Although virginity pledges cause more harm than good, they are at least a serious response to a serious problem. It is fair to say that no one should feel guilty about nonexploitative sexual practices. But that does not address that many people aren't farsighted enough to make wise long-term decisions and that these are the people who, in another time, were most helped by traditional sexual morality. There was a reason that people married so early in that period. Unfortunately, that is also why the teens and young adults I've known who try to save sex for their wedding night seem more likely to rush into hasty, ill-advised marriages at a young age. But if we stop enforcing the wisdom of the ages, how can we help people whose passions outrun their foresight?

-- Lillie Wade

Virginity pledges and anti-drug pledges are both great big loads of crap. Asking children to proclaim their feelings on complex issues with confusing information (derived from the various school programs and also from the rest of the world) in the form of a pledge is ridiculous. Anyone with children knows that the children will strive to give you the answer they think you want to hear, whether that's "I won't have sex," "I don't do drugs" or "Thanks for the tube socks, they're nice."

-- Jon Karki

Of course the researchers didn't ask about oral or anal sex. Where have you been? Those aren't sex acts. Just ask the soon-to-be departing President Clinton -- he will tell you again that oral sex isn't sex.

-- Kent Collins

I thought the article was well researched and well stated, and described the consequences of these "virginity pledges" quite well. But as someone with a Ph.D. in economics, it struck me that you missed the biggest flaw in the government study you cited. That flaw is what we in economics call a "self-selection bias."

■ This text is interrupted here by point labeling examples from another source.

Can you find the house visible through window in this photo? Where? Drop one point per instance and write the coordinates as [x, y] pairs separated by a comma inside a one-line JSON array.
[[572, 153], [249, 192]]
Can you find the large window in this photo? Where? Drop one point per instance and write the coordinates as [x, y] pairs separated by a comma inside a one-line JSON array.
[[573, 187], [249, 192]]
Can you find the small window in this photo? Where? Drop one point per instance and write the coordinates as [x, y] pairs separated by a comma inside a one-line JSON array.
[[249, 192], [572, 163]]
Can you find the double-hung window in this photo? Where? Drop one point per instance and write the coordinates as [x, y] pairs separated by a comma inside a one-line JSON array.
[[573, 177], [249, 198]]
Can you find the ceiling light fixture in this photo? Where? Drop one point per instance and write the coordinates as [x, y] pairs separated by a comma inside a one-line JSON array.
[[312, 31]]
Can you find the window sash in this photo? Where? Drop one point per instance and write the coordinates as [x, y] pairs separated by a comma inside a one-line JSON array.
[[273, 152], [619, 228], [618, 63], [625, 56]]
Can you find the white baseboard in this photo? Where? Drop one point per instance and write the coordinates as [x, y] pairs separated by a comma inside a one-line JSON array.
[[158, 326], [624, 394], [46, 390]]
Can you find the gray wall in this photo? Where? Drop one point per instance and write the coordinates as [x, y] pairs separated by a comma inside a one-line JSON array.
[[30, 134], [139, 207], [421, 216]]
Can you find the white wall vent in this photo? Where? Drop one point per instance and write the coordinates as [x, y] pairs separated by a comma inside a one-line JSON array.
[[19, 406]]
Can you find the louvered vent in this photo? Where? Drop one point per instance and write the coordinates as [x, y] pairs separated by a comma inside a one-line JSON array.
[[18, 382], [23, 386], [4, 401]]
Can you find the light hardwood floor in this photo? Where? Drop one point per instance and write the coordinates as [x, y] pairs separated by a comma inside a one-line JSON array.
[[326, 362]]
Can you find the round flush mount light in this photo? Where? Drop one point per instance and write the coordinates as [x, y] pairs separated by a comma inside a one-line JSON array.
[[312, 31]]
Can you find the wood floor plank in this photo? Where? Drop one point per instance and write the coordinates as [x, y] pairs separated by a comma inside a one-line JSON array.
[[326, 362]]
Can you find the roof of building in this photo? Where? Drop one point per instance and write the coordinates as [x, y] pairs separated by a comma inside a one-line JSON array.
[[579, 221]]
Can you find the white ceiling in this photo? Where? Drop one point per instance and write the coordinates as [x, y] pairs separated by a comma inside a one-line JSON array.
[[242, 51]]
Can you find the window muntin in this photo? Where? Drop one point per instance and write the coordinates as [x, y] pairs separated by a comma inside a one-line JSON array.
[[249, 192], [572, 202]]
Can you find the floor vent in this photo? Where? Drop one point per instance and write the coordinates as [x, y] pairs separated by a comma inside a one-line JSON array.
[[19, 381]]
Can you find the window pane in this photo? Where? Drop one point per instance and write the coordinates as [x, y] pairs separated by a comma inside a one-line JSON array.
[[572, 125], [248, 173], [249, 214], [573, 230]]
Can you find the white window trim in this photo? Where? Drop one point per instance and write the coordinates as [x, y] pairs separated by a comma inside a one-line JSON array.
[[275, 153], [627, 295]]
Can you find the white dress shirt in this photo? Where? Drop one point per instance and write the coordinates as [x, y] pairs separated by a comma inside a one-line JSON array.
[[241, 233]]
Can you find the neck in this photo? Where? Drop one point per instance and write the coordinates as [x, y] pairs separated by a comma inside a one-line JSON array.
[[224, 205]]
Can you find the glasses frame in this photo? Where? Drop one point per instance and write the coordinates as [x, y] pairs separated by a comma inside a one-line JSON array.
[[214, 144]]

Simply put, assuming the data in the study are valid (which I will accept for the sake of argument), one cannot easily determine the direction of causality. That is, the government researchers believe that these pledges cause "virginity" (again, using their definition). One reasonable alternative hypothesis (there are others, of course) is that other factors (e.g., the religious beliefs instilled in the child by the parents) cause the child to hold a set of moral standards consistent with virginity before marriage, which causes them to make the pledge. Similarly, if the parents hold these beliefs strongly enough, they may coerce their children both to maintain virginity and to make pledges to that effect.